Resim: Samuele Errico Piccarini
Her ikisi de Tanrı’nın gözünde doğru kişilerdi, Rab’bin bütün buyruk ve kurallarına eksiksizce uyarlardı. —Luka 1:6
Zekeriya ve Elizabet’in tanıklığı, Tanrı’nın gerçek azizlerinin açık ve kesin bir resmi olarak öne çıkmaktadır. Yani, Zekeriya ve Elizabet Tanrı’ya inanıp doğru olanı yapmışlardı. Ayrıca Rab’bin buyruk ve kurallarına göre yaşıyorlardı. Tanrı’yla yaşamak onların gündelik hayatlarının bir parçasıydı. Son olarak onların bu buyruk ve kurallara eksiksizce uydukları söyleniyor.

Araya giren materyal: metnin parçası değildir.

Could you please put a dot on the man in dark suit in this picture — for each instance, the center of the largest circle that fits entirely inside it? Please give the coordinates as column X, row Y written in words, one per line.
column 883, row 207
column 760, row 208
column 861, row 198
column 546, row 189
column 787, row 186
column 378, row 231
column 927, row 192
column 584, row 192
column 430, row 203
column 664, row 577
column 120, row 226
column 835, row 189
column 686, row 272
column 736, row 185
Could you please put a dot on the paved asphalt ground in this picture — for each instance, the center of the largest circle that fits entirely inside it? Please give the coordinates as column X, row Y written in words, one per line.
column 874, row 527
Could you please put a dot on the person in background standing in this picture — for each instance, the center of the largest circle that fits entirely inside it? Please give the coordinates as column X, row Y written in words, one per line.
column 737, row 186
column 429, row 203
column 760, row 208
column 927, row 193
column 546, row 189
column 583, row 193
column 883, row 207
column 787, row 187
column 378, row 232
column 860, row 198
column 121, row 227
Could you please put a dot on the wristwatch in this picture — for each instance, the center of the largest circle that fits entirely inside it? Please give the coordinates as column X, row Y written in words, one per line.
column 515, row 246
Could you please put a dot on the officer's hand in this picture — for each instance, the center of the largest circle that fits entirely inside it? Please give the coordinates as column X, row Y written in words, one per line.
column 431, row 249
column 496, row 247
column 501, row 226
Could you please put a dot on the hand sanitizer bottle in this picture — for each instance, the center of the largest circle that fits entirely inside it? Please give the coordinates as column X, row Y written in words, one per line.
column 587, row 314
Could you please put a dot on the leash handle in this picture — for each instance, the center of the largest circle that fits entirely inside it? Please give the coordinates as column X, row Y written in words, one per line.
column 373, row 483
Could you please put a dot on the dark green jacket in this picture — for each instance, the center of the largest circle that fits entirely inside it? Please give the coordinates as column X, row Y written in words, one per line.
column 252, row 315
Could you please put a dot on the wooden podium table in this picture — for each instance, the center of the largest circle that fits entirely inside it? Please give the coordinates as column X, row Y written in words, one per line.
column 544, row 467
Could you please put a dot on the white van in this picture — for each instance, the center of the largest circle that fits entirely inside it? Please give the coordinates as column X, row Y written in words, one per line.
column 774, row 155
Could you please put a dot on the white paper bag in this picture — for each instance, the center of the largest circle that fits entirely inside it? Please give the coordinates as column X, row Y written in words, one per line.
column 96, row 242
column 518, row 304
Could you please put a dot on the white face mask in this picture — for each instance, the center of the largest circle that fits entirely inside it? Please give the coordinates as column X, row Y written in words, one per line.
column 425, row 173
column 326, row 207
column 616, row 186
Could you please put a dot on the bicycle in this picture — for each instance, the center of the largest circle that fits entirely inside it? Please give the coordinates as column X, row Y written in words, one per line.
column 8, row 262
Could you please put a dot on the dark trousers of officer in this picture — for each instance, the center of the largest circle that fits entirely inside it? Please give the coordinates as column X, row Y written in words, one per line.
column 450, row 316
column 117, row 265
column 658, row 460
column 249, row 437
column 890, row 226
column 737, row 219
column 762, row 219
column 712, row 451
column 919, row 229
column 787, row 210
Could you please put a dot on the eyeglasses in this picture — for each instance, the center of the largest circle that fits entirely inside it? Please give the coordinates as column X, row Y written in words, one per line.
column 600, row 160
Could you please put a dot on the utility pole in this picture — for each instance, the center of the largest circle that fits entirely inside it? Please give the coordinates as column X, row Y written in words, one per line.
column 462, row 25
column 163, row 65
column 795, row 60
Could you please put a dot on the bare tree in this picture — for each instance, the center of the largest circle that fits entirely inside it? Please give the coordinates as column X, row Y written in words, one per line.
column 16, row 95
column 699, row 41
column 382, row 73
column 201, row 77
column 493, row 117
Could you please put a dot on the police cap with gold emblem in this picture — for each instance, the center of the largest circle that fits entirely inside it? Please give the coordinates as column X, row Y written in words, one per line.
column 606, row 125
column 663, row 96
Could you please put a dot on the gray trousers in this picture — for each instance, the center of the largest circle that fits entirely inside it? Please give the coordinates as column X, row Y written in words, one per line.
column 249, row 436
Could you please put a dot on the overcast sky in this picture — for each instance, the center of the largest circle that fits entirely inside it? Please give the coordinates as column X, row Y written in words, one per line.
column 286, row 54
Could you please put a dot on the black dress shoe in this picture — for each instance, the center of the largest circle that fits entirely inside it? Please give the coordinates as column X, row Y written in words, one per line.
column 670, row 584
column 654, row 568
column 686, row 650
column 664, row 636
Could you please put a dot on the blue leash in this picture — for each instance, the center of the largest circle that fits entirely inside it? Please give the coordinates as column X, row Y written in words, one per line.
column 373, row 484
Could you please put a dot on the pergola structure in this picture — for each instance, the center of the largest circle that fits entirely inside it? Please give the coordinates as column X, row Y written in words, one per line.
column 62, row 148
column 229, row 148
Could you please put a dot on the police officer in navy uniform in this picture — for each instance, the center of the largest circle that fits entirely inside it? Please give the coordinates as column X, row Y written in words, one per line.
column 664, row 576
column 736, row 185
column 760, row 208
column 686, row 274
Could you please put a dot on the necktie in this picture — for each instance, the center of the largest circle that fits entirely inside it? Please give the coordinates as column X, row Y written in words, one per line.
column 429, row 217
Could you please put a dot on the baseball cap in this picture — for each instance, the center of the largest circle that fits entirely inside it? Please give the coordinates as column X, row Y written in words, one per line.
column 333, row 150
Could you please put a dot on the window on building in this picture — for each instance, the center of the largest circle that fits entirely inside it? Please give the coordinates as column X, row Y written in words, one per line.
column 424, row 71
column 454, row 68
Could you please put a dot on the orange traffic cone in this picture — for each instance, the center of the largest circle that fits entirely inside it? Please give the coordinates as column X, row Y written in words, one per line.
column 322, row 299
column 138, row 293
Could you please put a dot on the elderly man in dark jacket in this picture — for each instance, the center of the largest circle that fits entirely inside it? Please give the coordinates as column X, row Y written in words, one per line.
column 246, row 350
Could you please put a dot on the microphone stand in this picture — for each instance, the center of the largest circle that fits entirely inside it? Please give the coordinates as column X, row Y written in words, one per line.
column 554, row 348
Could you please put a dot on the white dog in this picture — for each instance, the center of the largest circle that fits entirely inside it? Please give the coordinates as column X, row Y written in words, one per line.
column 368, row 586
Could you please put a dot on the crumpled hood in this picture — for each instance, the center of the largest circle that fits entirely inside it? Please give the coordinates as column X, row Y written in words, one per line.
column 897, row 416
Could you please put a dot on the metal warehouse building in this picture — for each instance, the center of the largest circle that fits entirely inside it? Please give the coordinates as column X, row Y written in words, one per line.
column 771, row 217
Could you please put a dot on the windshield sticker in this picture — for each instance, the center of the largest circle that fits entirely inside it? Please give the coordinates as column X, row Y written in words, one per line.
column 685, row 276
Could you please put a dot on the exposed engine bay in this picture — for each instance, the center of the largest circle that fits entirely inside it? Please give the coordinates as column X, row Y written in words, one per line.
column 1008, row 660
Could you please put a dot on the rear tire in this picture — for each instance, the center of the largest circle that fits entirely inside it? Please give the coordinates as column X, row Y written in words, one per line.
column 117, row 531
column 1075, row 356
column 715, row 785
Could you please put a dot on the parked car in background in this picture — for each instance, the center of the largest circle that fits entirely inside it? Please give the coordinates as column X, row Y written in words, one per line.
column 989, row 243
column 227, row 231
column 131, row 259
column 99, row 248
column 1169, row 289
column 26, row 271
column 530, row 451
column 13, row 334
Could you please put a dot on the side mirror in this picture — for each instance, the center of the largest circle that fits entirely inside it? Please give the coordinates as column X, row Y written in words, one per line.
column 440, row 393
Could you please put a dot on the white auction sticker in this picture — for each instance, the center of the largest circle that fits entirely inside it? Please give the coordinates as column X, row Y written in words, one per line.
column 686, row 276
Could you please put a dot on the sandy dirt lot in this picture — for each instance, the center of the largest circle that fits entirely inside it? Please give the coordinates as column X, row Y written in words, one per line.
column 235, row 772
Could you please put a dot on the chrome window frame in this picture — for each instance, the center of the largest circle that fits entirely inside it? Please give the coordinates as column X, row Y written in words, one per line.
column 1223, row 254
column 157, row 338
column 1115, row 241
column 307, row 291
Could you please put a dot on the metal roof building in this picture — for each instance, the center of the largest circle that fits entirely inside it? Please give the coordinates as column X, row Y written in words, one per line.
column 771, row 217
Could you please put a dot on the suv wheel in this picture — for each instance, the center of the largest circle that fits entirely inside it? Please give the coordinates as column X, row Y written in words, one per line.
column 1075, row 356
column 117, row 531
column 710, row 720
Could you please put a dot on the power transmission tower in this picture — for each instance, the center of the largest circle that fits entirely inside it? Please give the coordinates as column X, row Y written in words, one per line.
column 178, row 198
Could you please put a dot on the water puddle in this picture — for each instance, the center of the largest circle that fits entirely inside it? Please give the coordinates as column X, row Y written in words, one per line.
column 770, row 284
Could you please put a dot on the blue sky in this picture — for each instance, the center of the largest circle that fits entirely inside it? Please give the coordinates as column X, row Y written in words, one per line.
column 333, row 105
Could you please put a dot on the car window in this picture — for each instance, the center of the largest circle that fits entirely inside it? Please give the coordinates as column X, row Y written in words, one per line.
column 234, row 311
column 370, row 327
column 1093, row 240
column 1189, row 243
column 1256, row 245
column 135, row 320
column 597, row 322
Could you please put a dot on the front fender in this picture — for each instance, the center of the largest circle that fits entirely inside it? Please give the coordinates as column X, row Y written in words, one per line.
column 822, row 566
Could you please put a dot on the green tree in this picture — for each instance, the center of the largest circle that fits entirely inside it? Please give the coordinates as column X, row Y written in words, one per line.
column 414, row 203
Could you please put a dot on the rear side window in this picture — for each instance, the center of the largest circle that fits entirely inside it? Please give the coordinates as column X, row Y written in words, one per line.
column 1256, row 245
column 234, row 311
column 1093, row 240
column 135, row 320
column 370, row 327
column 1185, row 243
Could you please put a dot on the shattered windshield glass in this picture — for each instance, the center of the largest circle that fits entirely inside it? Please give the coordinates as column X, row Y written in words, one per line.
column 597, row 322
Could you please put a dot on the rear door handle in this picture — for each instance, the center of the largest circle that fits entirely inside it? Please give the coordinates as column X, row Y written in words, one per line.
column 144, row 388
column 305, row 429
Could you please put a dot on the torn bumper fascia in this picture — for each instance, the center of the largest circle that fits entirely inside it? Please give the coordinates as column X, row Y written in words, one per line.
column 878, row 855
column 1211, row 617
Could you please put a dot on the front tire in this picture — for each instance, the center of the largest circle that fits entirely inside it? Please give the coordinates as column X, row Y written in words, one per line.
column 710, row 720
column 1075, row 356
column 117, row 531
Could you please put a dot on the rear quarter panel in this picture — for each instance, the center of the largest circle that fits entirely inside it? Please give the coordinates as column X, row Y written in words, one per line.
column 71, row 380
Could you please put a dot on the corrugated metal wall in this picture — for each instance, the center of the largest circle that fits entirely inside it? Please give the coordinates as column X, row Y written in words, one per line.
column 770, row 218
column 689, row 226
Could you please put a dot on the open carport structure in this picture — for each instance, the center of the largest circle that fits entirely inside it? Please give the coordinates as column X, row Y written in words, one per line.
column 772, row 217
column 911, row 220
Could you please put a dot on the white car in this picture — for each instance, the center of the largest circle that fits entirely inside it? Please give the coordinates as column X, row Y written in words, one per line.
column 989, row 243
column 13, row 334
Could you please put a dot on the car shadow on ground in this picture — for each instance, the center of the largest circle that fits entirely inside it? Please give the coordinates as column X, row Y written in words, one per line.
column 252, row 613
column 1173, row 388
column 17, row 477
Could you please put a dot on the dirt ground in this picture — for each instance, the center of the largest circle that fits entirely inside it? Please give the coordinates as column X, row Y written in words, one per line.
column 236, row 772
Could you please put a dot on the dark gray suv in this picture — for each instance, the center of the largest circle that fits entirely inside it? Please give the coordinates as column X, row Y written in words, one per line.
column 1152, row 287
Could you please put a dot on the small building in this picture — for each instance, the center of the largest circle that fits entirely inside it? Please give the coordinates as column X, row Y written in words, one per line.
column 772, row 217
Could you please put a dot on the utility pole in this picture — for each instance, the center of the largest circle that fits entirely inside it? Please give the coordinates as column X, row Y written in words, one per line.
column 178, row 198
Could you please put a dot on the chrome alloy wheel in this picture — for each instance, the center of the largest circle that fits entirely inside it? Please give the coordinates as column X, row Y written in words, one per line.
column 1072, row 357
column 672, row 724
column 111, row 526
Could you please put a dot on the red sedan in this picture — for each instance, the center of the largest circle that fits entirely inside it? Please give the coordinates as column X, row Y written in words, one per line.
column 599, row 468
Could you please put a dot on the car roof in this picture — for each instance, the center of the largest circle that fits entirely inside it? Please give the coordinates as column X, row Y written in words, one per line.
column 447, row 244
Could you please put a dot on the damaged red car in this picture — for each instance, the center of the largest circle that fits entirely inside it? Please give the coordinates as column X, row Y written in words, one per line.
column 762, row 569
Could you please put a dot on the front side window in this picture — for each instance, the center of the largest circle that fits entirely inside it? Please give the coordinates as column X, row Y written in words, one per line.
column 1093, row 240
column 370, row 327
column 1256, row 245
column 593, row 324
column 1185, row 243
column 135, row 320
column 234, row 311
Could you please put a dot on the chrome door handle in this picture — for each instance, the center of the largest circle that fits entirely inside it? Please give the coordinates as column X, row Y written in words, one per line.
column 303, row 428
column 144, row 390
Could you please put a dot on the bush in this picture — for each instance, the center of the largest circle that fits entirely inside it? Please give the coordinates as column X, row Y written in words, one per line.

Biz inanlıların da Tanrı’nın önünde aynı şekilde yaşamamız gerektir. Hatta bize bu şekilde yaşamamız buyrulmuştur.“Her şeyi söylenmeden ve çekişmeden yapın ki, yaşam sözüne sımsıkı sarılarak aralarında evrendeki yıldızlar gibi parladığınız bu eğri ve sapık kuşağın ortasında kusursuz ve saf, Tanrı’nın lekesiz çocukları olasınız” (Filipililer 2:15, 16).
Tanrı’nın buyruklarına eksiksiz uymak kusursuz olduğumuz ya da hatalar yapmadığımız anlamına gelmez. Ancak kusurlarımız olduğu ya da hata yaptığımızda, bunları düzeltmeye ve bunları telafi etmeye istekli olduğumuz anlamına gelir. Bu da bizi Tanrı’nın önünde buyruklarına eksiksiz uyarak yaşayan kişiler yapar.
Bizler de birer Zekeriya ya da Elizabet miyiz? Onların yaşamları bizi de, “yaşam sözüne sımsıkı sarılarak” Tanrı’nın ve dünyanın önünde sadık bir şekilde yaşamaya teşvik etmektedir.
Hata yapmak insanlara özgüdür, alnı açık olmak Tanrı yolunda olmaktır.